Mais ceci est une digression: je retourne à mon débarquement. S’il me fallait relater toutes les cérémonies et toutes les civilités avec lesquelles les Espagnols me reçurent, je n’en aurais jamais fini. Le premier Espagnol qui s’avança, et que je reconnus très bien, comme je l’ai dit, était celui dont j’avais sauvé la vie. Accompagné d’un des siens portant un drapeau parlementaire, il s’approcha de la chaloupe. Non seulement il ne me remit pas d’abord, mais il n’eut pas même la pensée, l’idée, que ce fût moi qui revenais jusqu’à ce que je lui eusse parlé.—«Senhor, lui dis-je en portugais, ne me reconnaissez-vous pas?»—Il ne répondit pas un mot; mais, donnant son mousquet à l’homme qui était avec lui, il ouvrit les bras, et, disant quelque chose en espagnol que je n’entendis qu’imparfaitement, il s’avança pour m’embrasser; puis il ajouta qu’il était inexcusable de n’avoir pas reconnu cette figure qui lui avait une fois apparu comme celle d’un ange envoyé du ciel pour lui sauver la vie, et une foule d’autres jolies choses, comme en a toujours à son service un Espagnol bien élevé; ensuite, faisant signe de la main à la personne qui l’accompagnait, il la pria d’aller appeler ses camarades.
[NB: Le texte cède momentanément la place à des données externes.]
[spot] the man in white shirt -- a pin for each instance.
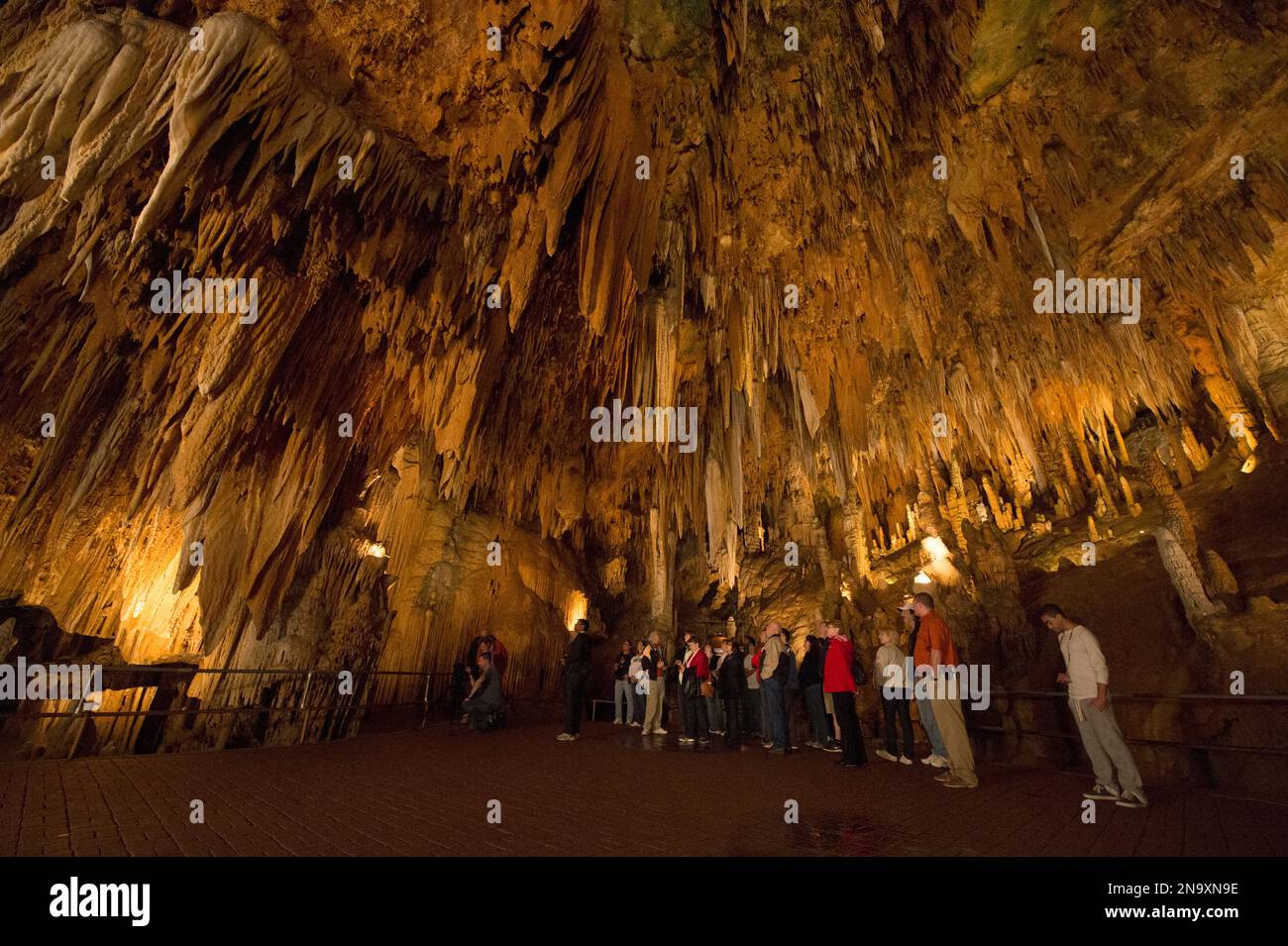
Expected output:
(1087, 676)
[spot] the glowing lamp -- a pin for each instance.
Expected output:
(935, 547)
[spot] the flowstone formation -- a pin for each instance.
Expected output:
(283, 283)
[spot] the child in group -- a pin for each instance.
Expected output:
(888, 675)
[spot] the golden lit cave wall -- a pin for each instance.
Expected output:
(443, 591)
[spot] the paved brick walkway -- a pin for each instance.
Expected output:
(426, 793)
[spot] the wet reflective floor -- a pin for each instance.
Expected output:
(613, 791)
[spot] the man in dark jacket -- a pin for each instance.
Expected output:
(732, 683)
(578, 668)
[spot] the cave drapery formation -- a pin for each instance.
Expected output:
(829, 253)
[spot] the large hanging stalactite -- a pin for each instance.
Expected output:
(828, 250)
Alors il me demanda si je voulais me rendre à mon ancienne habitation, où il me remettrait en possession de ma propre demeure, et où je verrais qu’il ne s’y était fait que de chétives améliorations. Je le suivis donc; mais, hélas! il me fut aussi impossible de retrouver les lieux que si je n’y fusse jamais allé; car on avait planté tant d’arbres, on les avait placés de telle manière, si épais et si près l’un de l’autre, et en dix ans de temps ils étaient devenus si gros, qu’en un mot, la place était inaccessible, excepté par certains détours et chemins dérobés que seulement ceux qui les avaient pratiqués pouvaient reconnaître.